Caro J, obrigado pela sua pergunta interessante e provavelmente do interesse de várias pessoas, o que me fez interromper temporariamente a revisão do mês. 


Sim, espero que todos os dermatologistas possam identificar um neurofibroma a olho nu ou com o auxílio de um dermatoscópio. Também concordo com você que a maioria dos neurofibromas cutâneos parece afundar quando são comprimidos e lembram às vezes uma picada de inseto.

Também percebo que muitas pessoas, inclusive médicos, têm dificuldade de distinguir os neurofibromas cutâneos e subcutâneos de outras lesões de pele. Em parte, é porque os neurofibromas se apresentam de formas muito variadas entre as pessoas com NF1 e até na mesma pessoa. Por isso, vou tentar esclarecer um pouco esta questão.

Veja na figura acima que os neurofibromas mais comuns são os cutâneos (números 1, 2 e 3) e os subcutâneos (número 4). Não falarei dos neurofibromas plexiformes hoje.

Os neurofibromas cutâneos do tipo 1 são pedunculados, ou seja, possuem uma base mais fina, como se fossem um pequeno arbusto. Os neurofibromas do tipo 2 são elevações na pele como se fossem pequenos montes, ou metades de grãos de feijão, ou picadas de insetos. Os neurofibromas do tipo 3 são planos e parecem uma falha na consistência da pele, como uma cicatriz sem as marcas dos pontos. Os neurofibromas do tipo 4 são localizados debaixo da pele e geralmente seguem o trajeto de um nervo.

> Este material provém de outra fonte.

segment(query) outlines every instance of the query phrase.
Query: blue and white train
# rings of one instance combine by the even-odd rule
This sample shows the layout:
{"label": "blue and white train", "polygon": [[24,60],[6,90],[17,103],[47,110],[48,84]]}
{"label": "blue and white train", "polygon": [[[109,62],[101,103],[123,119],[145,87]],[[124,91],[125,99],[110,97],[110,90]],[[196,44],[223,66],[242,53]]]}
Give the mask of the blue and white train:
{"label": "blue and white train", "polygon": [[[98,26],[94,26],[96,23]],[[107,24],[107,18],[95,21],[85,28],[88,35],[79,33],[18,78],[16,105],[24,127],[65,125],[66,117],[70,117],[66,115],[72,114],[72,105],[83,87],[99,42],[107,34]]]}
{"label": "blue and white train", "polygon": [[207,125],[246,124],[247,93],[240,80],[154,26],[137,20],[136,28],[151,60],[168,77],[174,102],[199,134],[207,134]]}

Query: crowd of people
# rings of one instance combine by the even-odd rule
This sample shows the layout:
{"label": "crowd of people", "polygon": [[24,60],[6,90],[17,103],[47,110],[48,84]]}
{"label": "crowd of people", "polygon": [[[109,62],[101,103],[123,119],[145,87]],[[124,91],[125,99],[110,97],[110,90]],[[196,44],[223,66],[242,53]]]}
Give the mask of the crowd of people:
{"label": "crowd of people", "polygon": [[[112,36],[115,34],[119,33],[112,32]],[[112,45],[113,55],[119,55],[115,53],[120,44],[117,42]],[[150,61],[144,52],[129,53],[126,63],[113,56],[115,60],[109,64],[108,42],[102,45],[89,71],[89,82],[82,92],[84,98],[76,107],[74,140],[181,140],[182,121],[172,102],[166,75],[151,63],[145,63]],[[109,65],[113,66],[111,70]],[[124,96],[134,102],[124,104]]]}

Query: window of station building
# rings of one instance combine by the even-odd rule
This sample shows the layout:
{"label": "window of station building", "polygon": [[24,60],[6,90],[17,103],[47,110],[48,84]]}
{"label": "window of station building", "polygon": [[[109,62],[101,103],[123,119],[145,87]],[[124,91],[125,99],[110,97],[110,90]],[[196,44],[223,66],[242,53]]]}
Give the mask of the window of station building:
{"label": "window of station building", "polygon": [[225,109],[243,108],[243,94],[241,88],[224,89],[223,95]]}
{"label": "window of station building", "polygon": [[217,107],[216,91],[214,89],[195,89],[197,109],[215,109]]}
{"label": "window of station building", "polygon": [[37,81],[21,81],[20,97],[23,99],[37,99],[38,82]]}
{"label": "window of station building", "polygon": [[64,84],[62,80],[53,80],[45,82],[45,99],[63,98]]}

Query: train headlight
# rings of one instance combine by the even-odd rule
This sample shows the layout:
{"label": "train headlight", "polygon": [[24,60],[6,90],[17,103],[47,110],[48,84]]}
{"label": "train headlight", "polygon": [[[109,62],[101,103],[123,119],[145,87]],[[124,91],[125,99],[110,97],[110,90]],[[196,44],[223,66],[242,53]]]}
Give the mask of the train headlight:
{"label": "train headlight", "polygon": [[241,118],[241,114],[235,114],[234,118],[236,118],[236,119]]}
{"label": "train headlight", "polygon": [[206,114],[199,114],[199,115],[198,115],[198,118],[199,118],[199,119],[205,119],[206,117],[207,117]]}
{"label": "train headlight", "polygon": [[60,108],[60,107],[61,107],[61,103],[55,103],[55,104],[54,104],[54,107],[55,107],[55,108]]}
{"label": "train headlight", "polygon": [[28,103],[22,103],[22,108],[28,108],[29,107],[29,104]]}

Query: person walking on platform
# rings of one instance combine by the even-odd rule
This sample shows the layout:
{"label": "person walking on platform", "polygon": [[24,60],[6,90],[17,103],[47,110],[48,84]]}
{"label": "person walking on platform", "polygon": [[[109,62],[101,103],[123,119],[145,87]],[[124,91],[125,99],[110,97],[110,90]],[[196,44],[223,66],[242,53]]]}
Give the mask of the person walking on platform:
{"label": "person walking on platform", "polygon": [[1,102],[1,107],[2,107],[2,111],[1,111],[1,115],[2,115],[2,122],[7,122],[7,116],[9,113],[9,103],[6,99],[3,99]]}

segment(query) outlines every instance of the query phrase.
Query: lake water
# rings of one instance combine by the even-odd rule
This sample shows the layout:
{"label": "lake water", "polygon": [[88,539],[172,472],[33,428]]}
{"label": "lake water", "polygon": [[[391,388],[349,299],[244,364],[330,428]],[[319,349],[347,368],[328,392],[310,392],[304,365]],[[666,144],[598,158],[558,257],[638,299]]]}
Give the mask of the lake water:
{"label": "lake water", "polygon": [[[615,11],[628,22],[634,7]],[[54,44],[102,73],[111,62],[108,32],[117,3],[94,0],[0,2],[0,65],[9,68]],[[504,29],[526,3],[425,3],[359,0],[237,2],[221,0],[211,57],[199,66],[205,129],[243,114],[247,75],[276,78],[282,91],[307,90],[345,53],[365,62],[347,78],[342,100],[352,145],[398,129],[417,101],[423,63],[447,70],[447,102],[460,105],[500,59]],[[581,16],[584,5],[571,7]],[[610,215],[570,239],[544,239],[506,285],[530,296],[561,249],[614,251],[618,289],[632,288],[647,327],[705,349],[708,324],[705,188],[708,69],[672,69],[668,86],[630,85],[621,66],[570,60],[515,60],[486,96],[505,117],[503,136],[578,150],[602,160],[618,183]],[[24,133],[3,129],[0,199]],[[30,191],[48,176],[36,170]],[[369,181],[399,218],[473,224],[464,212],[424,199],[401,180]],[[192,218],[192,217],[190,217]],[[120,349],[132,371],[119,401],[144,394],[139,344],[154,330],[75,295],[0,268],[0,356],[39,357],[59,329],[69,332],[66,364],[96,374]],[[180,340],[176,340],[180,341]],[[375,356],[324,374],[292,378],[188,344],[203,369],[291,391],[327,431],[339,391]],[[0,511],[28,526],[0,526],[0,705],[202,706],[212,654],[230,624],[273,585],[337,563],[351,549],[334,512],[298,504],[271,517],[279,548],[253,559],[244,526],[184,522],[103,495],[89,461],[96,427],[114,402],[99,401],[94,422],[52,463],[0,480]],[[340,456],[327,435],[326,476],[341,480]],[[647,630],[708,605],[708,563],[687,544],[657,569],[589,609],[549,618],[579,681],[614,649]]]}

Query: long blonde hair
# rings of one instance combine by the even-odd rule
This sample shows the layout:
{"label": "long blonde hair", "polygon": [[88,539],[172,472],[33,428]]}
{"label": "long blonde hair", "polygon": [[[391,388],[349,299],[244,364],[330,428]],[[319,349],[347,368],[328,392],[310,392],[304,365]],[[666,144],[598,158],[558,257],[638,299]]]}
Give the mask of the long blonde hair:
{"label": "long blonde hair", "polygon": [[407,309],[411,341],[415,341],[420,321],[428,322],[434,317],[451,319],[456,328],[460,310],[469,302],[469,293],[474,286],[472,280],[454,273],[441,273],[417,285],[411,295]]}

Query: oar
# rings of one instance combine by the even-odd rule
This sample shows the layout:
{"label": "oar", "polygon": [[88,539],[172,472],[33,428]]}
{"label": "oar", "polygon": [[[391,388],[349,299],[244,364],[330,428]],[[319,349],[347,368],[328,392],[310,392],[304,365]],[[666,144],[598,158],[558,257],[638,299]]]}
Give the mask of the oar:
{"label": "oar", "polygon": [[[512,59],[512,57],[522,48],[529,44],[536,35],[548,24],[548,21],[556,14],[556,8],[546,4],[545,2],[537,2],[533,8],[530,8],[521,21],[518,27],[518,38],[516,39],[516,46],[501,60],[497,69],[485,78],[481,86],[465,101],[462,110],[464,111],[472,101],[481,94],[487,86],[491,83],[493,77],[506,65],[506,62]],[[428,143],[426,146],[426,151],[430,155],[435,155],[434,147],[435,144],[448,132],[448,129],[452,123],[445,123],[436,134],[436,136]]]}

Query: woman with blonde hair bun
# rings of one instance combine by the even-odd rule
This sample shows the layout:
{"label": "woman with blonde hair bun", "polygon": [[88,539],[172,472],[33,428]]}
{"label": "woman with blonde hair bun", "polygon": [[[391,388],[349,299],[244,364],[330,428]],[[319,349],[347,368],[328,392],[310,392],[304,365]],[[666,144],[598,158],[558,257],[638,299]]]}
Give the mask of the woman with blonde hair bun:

Algumas regras comuns para identificarmos os neurofibromas:

Em geral, os neurofibromas cutâneos (1, 2 e 3) não são dolorosos. Os subcutâneos (4) podem ser dolorosos ocasionalmente, quando comprimidos, ou mesmo espontaneamente.

Em geral, os neurofibromas cutâneos (2, 2 e 3) são macios. Os subcutâneos (tipo 4) geralmente são mais firmes, parecendo um grão de arroz, ou feijão ou mesmo um pouco maiores.

Em geral, a pele na superfície dos neurofibromas cutâneos do tipo 1 e 2 é lisa e com a cor um pouco diferente da pele ao lado, ou rosados ou mais escuros. Os neurofibromas cutâneos planos ou “embutidos” (3) apresentam a pele lisa e ligeiramente diferente e quando os palpamos temos a impressão de que falta um pouco de tecido subcutâneo naquela região. A pele sobre os neurofibromas do tipo 4 geralmente não apresenta qualquer diferença da pele ao redor.

Em geral, quando movemos os neurofibromas cutâneos (1, 2 e 3) a pele se move junto com eles. Quando movemos a pele sobre o neurofibroma subcutâneo (4) a pele se move independentemente do neurofibroma.

A seguir, alguns exemplos de neurofibromas cutâneos e subcutâneos.


Ao lado, neurofibromas cutâneos do tipo 1 e tipo 2.













Ao lado, uma pessoa com três critérios para NF1: manchas café com leite, efélides axilares e neurofibroma cutâneo tipo 3.









Ao lado, neurofibromas cutâneos tipo 1 e 3 e um subcutâneo do tipo 4.








Ao lado, neurofibromas cutâneos (1) e subcutâneos (4).





Ao lado, vários neurofibromas subcutâneos (tipo 4) ao longo do trajeto dos nervos intercostais.
Estas figuras servem apenas como orientação geral. 
A certeza do diagnóstico depende do exame pessoal de um (a) médico (a) dermatologista ou com experiência em neurofibromatoses.
Até a próxima semana.


“Sobre o meu neurofibroma na coxa, que é muito doloroso, para o qual o senhor pediu e foi feito o exame PET CT, que deu no limite da normalidade (algum risco de transformação maligna), o cirurgião acha que se retirar o neurofibroma eu perderei alguns movimentos. O que devo fazer? ” THS, Indaiatuba, SP.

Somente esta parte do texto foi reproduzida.